Tuesday, Aug 5: 2:00 PM - 3:50 PM
0760
Topic-Contributed Paper Session
Music City Center
Room: CC-106A
Applied
No
Main Sponsor
International Chinese Statistical Association
Co Sponsors
IMS
Section on Statistical Learning and Data Science
Presentations
Statistical inference for tensors has emerged as a critical challenge in analyzing high-dimensional data in modern data science. This paper introduces a unified framework for inferring general and low-Tucker-rank linear functionals of low-Tucker-rank signal tensors for several low-rank tensor models. Our methodology tackles two primary goals: achieving asymptotic normality and constructing minimax-optimal confidence intervals. By leveraging a debiasing strategy and projecting onto the tangent space of the low-Tucker-rank manifold, we enable inference for general and structured linear functionals, extending far beyond the scope of traditional entrywise inference. Specifically, in the low-Tucker-rank tensor regression or PCA model, we establish the computational and statistical efficiency of our approach, achieving near-optimal sample size requirements (in regression model) and signal-to-noise ratio (SNR) conditions (in PCA model) for general linear functionals without requiring sparsity in the loading tensor. Our framework also attains both computationally and statistically optimal sample size and SNR thresholds for low-Tucker-rank linear functionals. Numerical experiments validate our theoretical results, showcasing the framework's utility in diverse applications. This work addresses significant methodological gaps in statistical inference, advancing tensor analysis for complex and high-dimensional data environments.

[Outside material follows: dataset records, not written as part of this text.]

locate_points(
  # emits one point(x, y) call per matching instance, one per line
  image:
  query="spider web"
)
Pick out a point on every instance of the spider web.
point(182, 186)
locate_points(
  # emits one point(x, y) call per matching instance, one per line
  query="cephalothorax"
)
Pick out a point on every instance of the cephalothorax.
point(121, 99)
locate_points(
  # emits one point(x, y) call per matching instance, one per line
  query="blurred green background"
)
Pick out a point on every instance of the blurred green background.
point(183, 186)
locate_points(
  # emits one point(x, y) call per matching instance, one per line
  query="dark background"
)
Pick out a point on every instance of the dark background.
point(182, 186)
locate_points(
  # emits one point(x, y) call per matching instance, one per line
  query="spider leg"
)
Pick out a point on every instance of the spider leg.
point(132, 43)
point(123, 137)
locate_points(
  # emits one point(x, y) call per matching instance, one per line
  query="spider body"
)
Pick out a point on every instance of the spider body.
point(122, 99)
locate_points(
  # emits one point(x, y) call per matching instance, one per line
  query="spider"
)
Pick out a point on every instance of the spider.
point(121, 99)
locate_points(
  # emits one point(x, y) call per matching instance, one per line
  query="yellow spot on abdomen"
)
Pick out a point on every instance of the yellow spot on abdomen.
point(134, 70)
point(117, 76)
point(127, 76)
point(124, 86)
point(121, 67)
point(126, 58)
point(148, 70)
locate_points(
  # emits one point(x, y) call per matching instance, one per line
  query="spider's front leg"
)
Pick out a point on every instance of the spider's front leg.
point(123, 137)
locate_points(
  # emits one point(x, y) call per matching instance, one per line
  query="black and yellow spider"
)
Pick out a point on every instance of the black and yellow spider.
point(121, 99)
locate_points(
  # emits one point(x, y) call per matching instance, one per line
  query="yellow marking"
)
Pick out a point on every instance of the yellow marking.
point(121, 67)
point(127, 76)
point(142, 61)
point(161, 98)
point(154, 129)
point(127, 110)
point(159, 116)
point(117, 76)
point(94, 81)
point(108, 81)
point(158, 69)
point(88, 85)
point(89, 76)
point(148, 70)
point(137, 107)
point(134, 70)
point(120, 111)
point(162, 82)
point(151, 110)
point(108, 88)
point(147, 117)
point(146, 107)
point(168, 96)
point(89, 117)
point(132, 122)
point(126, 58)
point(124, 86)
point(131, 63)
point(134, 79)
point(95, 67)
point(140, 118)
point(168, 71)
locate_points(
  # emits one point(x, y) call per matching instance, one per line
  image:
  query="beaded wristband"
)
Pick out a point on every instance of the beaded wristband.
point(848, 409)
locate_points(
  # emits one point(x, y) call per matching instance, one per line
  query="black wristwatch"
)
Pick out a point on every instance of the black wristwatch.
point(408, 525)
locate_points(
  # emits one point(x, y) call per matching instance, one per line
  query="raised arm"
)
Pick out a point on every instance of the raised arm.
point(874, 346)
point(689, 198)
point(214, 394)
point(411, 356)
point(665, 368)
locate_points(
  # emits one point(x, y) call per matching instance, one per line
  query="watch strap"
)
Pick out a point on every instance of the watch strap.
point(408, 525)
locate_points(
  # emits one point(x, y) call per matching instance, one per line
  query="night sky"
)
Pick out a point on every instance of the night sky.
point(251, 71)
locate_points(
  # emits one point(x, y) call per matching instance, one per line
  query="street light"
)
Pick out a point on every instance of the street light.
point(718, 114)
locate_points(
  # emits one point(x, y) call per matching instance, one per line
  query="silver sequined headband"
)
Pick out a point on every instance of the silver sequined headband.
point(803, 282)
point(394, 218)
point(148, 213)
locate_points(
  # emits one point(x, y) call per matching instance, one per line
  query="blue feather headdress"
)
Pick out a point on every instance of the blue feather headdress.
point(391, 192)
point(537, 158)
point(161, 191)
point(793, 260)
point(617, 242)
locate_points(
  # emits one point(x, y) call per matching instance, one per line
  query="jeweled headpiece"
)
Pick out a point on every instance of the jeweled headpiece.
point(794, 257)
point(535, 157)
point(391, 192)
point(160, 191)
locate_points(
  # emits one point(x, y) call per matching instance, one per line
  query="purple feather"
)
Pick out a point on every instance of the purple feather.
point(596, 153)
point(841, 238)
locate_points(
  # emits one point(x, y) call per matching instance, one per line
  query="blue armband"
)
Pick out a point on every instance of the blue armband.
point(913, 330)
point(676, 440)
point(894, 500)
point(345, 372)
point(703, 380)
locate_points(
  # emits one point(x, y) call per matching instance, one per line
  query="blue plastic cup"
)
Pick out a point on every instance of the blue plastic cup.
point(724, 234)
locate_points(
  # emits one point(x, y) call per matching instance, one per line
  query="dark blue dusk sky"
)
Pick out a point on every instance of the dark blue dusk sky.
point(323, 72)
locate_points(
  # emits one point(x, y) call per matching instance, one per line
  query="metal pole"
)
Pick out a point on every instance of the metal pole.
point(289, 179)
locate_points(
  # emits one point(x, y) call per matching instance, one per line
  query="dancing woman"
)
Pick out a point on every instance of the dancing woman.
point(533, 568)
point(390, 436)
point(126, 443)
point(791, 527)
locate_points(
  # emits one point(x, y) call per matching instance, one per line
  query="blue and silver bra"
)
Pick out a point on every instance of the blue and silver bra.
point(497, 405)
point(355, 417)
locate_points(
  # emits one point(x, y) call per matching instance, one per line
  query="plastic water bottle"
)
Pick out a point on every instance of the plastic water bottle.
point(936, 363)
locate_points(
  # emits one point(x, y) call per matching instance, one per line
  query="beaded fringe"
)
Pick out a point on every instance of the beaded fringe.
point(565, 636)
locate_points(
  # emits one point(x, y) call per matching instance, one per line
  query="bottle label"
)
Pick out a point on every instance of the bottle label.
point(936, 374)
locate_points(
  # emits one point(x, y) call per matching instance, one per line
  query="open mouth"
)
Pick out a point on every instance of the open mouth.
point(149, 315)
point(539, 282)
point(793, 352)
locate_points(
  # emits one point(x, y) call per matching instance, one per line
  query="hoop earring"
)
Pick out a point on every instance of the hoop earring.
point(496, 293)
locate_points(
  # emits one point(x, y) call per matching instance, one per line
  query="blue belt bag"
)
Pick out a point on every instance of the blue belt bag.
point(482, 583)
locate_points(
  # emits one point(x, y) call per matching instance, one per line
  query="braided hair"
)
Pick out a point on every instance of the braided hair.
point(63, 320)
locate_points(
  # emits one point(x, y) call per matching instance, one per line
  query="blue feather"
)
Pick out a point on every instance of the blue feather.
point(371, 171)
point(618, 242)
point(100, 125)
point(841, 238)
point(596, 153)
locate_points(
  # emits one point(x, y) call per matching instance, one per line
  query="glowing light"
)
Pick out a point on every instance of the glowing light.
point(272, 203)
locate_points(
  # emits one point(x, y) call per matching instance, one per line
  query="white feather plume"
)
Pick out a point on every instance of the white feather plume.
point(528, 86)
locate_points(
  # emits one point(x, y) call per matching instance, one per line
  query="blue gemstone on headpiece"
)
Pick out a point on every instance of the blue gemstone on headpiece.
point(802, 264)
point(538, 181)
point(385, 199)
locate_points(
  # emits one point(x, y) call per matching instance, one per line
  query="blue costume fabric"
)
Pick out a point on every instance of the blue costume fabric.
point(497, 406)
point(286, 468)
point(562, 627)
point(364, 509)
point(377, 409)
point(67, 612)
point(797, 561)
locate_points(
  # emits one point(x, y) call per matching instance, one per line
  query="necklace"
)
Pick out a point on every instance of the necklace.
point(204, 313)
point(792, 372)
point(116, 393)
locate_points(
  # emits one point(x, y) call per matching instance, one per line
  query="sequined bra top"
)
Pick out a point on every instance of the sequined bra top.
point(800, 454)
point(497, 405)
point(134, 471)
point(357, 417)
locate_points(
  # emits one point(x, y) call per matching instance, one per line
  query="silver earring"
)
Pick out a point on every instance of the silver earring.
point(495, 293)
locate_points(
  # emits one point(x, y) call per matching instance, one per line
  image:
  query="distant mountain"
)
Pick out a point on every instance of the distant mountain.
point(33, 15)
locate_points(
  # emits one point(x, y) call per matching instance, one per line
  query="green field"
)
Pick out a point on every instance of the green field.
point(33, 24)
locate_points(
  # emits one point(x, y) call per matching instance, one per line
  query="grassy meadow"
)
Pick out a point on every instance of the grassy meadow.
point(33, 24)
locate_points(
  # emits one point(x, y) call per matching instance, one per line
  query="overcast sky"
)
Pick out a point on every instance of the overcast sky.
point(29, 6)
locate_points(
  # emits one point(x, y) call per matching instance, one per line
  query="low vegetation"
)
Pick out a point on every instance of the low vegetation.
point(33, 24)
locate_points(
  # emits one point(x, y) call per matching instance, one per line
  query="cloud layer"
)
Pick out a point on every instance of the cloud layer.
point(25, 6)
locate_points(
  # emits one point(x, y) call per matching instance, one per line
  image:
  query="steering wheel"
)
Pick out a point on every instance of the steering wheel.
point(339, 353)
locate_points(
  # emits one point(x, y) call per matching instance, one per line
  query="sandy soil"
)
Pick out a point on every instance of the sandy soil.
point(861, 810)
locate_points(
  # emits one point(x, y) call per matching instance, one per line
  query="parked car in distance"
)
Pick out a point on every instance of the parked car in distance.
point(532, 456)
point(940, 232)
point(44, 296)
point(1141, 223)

High-order tensor datasets present unique challenges in recommendation systems, neuroimaging, and social networks. In this talk, we discuss our recent advancements in developing statistical models, efficient algorithms, and data-driven solutions to address high-dimensional tensor problems. Specifically, we introduce two key approaches: parametric tensor block models for higher-order clustering and nonparametric latent variable models for tensor denoising. We establish both statistical and computational guarantees for each method. Polynomial-time algorithms are developed with proven efficiency. The practical utility of our methods is demonstrated through neuroimaging data application and social network studies.
Keywords
Higher-order tensors, high-dimensional statistics, statistical-computational efficiency, parametric, non-parametric, clustering, denoising,
Multidimensional arrays, or tensors, are becoming increasingly prevalent in a wide range of scientific applications. In this talk, I will present two case studies from neuroscience, where tensor decomposition proves particularly useful. The first study is a cross-area neuronal spike trains analysis, which we formulate as the problem of regressing a multivariate point process on another multivariate point process. We model the predictor effects through the conditional intensities using a set of basis transferring functions in a convolutional fashion. We then organize the corresponding transferring coefficients in the form of a three-way tensor, and impose the low-rank, sparsity, and subgroup structures on this coefficient tensor. The second study is a multimodal neuroimaging analysis for Alzheimer's disease, which we formulate as the problem of modeling the correlations of two sets of variables conditioning on the third set of variables. We propose a generalized liquid association analysis method to study such three-way associations. We establish a population dimension reduction model, and transform the problem to sparse decomposition of a three-way tensor.
Speaker
Lexin Li, University of California-Berkeley
We consider the Tensor Tucker decomposition and show that it is uniquely identified up to sign and permutation of the columns of the component matrices, and is stable under small perturbations, when the core tensor satisfies certain structural support conditions. When affected by noise, we get stand-alone error bounds of each column, unaffected by the others. We show that if the core of a higher order tensor consists of random entries, the uniqueness and stability properties hold with high probability even when the elements of the core tensor are nonzero with probability close to but bounded away from one. We also furnish algorithms for performing tensor decompositions in these settings. From an application perspective, our results are useful in making inference about paired latent variable models and can be related to Kronecker-product dictionary learning.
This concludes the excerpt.